Сказав это, Харруш быстро ушел, оставив Аргаленку на том месте, где нашел его, то есть стоящим на коленях в дорожной пыли.

После ухода малайца Цермай не переставал думать об угрозе, что тот бросил ему на прощание.

Он был далек от того, чтобы смириться с разлукой, которую Нунгал заставлял его рассматривать как неизбежную; с каждым днем он все сильнее поддавался чарам Ар-роа и спрашивал себя, каким способом избавиться ему от несносной опеки человека, пробудившего в нем честолюбивые мечты; он не собирался отказываться от них, но не хотел жертвовать прекрасной индианкой.

Все время, оставшееся свободным от увеселений, посвящал он размышлениям о том, какими средствами этого достичь; но Нунгал казался ему не тем человеком, кому можно дерзить безнаказанно; он не мог без ужаса подумать об удивительном могуществе этого сверхъестественного существа, о грозной тайне, которой тот обладал, и, несмотря на свое воспитание, суеверный, как все яванцы, Цермай в страхе отгонял мятежные мысли, теснившиеся в его голове, дрожа от того, что глаз малайца мог так же читать в его сердце, как проникал в секреты его прошлого.

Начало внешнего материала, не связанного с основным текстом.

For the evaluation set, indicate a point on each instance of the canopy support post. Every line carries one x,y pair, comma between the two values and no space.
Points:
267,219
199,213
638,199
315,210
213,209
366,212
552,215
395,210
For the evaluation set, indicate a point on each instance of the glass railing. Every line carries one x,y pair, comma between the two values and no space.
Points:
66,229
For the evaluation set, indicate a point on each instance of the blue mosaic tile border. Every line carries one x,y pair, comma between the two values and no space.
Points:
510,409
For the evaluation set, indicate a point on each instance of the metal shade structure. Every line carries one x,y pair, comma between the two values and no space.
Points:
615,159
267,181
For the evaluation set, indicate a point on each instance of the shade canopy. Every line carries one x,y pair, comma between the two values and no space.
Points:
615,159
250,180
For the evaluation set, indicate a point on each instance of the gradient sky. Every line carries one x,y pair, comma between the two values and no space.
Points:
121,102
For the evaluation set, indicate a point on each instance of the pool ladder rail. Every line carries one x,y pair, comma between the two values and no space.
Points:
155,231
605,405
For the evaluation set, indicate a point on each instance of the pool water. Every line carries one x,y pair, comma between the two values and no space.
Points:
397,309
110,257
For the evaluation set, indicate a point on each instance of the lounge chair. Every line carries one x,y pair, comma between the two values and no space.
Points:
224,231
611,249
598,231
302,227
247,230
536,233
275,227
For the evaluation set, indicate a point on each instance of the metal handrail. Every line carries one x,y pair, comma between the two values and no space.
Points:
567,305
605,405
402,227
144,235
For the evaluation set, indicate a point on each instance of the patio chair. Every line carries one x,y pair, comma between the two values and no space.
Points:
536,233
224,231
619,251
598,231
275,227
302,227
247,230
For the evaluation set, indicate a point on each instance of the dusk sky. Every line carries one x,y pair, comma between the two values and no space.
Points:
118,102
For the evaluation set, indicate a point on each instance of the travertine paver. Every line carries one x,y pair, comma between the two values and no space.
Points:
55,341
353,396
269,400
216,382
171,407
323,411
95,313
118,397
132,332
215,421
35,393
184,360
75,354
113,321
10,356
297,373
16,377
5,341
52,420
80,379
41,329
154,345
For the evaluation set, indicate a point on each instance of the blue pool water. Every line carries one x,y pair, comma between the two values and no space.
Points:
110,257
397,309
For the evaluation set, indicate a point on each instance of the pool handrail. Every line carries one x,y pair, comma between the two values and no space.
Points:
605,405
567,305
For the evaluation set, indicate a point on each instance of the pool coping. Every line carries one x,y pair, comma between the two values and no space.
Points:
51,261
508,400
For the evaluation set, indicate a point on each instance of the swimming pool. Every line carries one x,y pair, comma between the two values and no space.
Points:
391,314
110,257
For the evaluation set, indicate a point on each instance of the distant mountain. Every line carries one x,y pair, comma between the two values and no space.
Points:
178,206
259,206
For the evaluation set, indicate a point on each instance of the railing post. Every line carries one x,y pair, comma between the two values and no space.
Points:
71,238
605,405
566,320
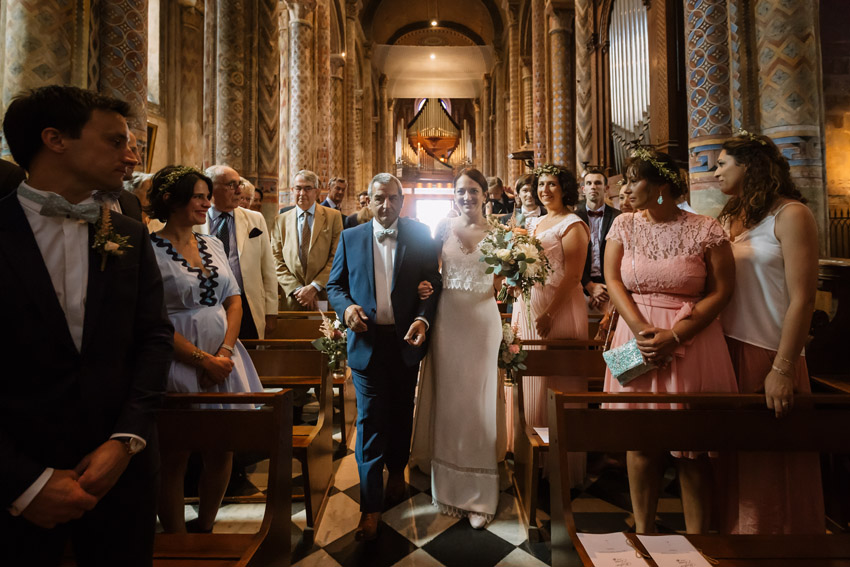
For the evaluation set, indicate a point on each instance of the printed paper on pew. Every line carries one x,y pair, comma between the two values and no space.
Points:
543,432
673,551
610,550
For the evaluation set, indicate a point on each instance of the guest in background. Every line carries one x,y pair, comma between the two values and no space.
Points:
670,273
244,235
775,244
598,217
205,306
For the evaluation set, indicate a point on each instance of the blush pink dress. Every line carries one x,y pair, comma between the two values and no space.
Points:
668,262
569,321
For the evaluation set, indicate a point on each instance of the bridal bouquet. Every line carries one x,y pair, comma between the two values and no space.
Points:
511,354
518,257
333,343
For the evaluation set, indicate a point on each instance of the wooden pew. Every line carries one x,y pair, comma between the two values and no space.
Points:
715,422
312,444
582,358
268,431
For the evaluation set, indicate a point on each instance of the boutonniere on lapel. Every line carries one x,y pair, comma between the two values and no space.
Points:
106,240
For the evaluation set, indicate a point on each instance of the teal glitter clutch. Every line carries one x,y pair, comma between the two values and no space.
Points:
626,362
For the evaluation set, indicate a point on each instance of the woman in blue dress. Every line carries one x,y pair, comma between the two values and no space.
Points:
204,305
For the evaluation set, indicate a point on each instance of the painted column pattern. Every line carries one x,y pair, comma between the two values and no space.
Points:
538,70
123,59
563,132
709,102
302,117
337,156
788,71
514,82
323,90
584,46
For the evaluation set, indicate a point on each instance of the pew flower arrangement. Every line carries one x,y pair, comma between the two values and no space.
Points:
333,342
511,354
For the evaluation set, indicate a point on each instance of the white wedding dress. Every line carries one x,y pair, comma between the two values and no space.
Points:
459,425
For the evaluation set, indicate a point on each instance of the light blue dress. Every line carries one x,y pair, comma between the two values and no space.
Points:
193,298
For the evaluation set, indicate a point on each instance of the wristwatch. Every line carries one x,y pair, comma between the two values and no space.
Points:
132,444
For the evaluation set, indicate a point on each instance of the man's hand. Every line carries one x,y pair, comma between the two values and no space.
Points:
416,333
100,469
61,500
355,318
598,293
271,323
306,296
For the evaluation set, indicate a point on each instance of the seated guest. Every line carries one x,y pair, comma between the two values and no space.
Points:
775,244
204,304
598,217
670,274
527,203
499,203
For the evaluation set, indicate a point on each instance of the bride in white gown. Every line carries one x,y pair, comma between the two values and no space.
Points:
457,426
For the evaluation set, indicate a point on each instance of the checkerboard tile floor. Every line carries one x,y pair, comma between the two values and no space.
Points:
415,534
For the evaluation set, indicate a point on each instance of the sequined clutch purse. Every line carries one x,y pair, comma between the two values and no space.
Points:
626,362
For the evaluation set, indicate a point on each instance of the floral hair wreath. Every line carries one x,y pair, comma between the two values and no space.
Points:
172,177
644,154
751,136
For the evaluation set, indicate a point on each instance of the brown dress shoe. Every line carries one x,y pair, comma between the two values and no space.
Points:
367,529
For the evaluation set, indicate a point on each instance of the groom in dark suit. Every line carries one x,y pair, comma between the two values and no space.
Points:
87,337
373,288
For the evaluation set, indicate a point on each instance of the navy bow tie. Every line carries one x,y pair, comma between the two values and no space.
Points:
386,233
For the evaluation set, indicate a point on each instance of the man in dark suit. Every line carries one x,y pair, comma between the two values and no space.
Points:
598,217
88,330
373,288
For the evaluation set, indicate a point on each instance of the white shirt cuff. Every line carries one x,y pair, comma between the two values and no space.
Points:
20,504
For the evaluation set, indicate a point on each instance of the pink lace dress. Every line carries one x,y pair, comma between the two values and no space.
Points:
669,265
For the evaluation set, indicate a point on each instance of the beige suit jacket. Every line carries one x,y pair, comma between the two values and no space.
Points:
291,275
257,264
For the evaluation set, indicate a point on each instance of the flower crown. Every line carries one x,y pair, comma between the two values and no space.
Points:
172,177
644,154
547,169
751,136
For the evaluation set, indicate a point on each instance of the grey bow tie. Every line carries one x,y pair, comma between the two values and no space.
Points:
52,205
386,233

Однажды, когда Цермай был рассеяннее, чем обычно, лоб его омрачился, взгляд сделался тревожным, а у губ залегли складки и ни танцы, ни улыбки женщин не могли отвлечь его от забот, он сошел в сады, окружавшие его далам, и стал прогуливаться под их сенью.

С ним была черная пантера, уже появлявшаяся в нашем рассказе, — великолепный зверь с шелковистой и лоснящейся шерстью, с глазами желтыми и блестящими, словно топазы. Она следовала за хозяином по пятам как собачонка, и время от времени терлась чудовищной головой о его ногу, мягко разворачивая длинные кольца хвоста, с женской грацией и кокетством добиваясь ласки.

Проходя по дорожке вдоль бамбуковой решетки, отделявшей парк от леса и преграждавшей доступ набегам диких зверей, Цермай заметил в конце этой дорожки человека, перелезавшего через хрупкую ограду.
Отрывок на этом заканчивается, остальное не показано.